Potensi dan Dukungan Regulasi Biofuel di Indonesia
Wakil Ketua Komisi VII Dewan Perwakilan Rakyat (DPR) RI, Eddy Soeparno, dalam paparannya yang berjudul “Visi Energi Hijau Indonesia: Memanfaatkan Peluang Menjadi Pusat Produksi Bahan Bakar Nabati Dunia” menyatakan bahwa pertumbuhan ekonomi Indonesia yang pesat harus disertai dengan pengembangan energi hijau.
Menurutnya, Indonesia sebagai negara agraris memiliki potensi besar untuk memanfaatkan bioenergi dari kelapa sawit, minyak jelantah, tebu, dan berbagai limbah pertanian lainnya.
Dalam upayanya, Indonesia telah menerapkan program B35 yang menggunakan 35% biodiesel dari minyak sawit. Namun, untuk mencapai keberlanjutan, Eddy menekankan pentingnya penerapan sertifikasi Roundtable on Sustainable Palm Oil (RSPO) dalam pengelolaan kelapa sawit guna meminimalisir dampak lingkungan.
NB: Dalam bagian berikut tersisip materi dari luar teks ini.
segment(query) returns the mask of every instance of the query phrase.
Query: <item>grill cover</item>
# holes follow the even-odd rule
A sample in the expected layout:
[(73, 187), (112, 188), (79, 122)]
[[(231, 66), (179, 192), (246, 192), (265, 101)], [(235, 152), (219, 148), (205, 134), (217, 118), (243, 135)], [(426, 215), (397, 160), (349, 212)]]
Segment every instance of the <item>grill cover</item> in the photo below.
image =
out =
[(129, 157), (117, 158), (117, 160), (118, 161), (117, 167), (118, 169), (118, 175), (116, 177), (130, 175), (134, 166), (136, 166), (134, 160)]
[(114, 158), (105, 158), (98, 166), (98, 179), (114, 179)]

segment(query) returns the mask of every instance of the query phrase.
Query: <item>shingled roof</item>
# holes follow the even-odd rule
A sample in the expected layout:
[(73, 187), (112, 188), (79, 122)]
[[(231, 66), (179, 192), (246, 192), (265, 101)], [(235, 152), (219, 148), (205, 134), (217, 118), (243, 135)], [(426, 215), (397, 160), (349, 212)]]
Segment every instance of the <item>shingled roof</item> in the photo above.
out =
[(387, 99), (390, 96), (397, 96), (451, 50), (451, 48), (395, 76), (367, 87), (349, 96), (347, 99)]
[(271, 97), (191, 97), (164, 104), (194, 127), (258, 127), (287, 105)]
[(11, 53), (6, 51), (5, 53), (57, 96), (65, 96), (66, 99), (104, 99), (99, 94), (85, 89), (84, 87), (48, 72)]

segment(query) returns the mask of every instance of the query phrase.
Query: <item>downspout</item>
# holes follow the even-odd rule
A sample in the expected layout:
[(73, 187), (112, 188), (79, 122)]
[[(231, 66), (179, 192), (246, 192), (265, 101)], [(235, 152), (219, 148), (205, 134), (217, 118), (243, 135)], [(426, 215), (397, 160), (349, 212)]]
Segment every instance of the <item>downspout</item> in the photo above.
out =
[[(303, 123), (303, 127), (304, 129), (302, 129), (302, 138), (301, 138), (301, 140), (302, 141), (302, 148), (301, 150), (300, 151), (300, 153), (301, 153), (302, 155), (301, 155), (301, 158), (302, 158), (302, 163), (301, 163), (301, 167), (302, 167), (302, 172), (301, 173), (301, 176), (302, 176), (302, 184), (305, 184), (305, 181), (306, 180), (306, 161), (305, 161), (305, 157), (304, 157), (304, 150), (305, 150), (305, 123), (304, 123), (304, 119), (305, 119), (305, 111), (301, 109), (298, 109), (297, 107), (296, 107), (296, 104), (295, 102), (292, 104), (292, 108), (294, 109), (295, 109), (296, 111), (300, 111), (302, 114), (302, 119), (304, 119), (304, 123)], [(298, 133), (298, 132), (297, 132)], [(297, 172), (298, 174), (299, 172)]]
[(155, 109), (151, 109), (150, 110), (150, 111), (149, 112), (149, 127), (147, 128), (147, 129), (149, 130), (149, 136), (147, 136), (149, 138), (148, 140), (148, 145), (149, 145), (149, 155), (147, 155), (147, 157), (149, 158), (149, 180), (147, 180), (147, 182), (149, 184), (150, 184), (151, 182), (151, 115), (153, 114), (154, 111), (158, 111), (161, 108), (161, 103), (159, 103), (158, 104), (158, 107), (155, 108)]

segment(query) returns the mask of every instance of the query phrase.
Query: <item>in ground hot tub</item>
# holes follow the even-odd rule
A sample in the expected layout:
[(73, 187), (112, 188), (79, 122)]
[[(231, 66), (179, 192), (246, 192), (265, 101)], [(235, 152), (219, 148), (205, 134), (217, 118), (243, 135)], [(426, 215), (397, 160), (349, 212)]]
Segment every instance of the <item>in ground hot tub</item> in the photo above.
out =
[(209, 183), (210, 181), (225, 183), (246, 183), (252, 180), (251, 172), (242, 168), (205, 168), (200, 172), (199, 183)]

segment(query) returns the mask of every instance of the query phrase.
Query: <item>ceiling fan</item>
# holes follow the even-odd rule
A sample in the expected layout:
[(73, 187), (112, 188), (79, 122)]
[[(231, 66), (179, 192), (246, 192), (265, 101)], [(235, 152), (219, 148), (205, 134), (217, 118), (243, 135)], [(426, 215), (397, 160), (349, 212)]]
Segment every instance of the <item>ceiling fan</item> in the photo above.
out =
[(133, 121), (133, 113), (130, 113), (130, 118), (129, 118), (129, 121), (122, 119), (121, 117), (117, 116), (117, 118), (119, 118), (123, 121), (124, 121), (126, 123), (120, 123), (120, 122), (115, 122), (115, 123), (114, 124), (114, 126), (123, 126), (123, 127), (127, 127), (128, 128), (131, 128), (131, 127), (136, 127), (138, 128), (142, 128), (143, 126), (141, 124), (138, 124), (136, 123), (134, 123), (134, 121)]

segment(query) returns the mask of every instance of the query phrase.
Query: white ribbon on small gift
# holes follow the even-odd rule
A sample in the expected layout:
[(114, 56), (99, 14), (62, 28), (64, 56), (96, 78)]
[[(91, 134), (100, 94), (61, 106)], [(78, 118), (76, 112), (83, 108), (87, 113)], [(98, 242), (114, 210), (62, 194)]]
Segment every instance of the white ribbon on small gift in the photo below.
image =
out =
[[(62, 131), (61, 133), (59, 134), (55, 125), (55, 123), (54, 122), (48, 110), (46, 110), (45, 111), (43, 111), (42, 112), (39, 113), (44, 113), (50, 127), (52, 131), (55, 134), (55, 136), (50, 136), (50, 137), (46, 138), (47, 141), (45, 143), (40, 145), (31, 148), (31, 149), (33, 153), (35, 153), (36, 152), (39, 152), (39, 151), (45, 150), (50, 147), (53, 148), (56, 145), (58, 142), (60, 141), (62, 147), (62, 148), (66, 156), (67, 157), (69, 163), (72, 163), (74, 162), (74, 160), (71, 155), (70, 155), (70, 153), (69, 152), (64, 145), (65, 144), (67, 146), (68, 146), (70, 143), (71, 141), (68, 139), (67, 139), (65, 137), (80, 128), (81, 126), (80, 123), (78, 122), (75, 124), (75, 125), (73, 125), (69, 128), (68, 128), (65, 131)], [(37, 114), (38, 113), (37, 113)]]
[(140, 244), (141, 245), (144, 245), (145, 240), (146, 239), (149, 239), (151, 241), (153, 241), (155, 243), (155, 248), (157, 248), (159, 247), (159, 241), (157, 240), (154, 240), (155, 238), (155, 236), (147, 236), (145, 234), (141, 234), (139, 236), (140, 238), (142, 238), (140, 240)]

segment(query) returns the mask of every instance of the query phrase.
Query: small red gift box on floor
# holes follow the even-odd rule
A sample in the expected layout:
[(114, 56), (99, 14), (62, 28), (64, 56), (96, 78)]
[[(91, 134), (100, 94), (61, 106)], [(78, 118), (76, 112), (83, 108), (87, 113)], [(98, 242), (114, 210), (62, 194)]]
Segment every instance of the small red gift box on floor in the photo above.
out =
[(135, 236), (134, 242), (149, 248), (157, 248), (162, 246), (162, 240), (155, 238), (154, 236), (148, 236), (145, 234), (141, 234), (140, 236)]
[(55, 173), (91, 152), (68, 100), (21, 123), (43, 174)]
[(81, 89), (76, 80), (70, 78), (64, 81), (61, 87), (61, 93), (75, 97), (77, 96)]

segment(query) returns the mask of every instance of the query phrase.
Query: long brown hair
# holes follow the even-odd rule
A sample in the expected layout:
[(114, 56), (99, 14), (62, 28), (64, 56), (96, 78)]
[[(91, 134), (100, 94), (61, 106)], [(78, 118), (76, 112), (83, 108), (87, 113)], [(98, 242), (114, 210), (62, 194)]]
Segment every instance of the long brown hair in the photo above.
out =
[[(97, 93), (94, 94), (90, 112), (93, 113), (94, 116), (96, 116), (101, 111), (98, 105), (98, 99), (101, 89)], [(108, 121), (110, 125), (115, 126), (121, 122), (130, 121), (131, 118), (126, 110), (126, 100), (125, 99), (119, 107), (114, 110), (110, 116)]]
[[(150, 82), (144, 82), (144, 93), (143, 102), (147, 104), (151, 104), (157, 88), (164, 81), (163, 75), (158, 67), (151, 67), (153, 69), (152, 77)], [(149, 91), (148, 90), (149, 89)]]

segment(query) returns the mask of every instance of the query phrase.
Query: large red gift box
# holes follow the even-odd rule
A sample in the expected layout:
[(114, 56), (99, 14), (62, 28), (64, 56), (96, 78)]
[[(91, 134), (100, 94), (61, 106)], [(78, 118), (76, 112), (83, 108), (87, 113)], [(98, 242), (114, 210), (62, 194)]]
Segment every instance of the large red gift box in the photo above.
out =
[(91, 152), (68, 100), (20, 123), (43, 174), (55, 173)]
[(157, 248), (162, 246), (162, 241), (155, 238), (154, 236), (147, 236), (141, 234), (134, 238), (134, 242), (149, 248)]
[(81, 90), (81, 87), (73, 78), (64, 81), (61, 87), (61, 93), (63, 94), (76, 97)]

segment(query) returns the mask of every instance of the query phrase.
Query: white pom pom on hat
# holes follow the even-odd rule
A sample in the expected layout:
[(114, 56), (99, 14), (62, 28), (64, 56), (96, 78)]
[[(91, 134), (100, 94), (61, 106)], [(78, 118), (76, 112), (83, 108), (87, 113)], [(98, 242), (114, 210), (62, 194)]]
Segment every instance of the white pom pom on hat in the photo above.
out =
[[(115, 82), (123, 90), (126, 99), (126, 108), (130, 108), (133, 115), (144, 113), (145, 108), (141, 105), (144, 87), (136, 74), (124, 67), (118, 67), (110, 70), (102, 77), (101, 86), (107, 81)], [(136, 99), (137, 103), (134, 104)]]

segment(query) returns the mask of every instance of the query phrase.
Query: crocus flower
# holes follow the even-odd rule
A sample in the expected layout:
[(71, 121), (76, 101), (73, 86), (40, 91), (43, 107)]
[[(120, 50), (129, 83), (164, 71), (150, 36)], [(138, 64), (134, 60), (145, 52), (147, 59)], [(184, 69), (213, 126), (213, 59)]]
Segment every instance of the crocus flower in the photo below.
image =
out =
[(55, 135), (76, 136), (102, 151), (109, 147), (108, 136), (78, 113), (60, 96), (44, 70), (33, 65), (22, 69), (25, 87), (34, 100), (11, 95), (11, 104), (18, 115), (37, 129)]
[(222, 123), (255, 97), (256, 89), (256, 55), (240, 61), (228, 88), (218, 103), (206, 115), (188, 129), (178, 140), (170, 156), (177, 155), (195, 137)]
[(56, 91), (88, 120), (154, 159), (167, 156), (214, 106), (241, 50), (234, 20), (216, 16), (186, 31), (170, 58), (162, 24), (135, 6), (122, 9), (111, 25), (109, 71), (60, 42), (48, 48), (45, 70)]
Pemanfaatan minyak jelantah sebagai biodiesel juga menjadi solusi untuk mengurangi emisi CO2 hingga 80% dibandingkan dengan diesel konvensional.
Dalam sesi tanya jawab, Eddy Soeparno menyatakan komitmennya untuk mendukung Energi Terbarukan dari sisi regulasi. Ia menyatakan pada saat ini tengah fokus menyusun Rancangan Peraturan Pemerintah Kebijakan Energi Nasional (RPP KEN) untuk pemerintahan mendatang, termasuk program-program dan kebijakan-kebijakan tentang biomassa.
Kesimpulan
Indonesia memiliki potensi biomassa yang melimpah, dengan jumlah limbah biomassa pertanian, perkebunan, dan kehutanan yang mencapai lebih dari 100 juta ton per tahun. Hal ini berpotensi menghasilkan biogas sebesar 10 juta ton per tahun, cukup untuk memenuhi kebutuhan LPG domestik. Selain itu, lebih dari 11 juta hektar lahan Hutan Tanaman Industri (HTI) dapat dikonversi menjadi Hutan Tanaman Energi (HTE), sehingga menghasilkan biomassa yang dapat menggantikan batubara di PLTU hingga setara 56,97 GW.
Dalam acara diskusi METI GREEN TALK ini, DPR RI menyatakan komitmennya untuk mendukung dari sisi regulasi dan pada saat ini sedang dalam penyusunan Rancangan Peraturan Pemerintah Kebijakan Energi Nasional (RPP KEN) termasuk program-program dan kebijakan-kebijakan tentang biomassa.
METI, PT. PLN (Persero) dan DPR RI sepakat bersama-sama menegaskan bahwa kolaborasi antar pemangku kepentingan sangat diperlukan untuk mewujudkan visi Indonesia sebagai raja energi hijau dunia. Kolaborasi ekosistem pentahelix antara pemerintah, pengembang, masyarakat, akademisi, dan komunitas menjadi kunci penting dalam pengembangan bioenergi dan pencapaian target bauran energi terbarukan di Indonesia.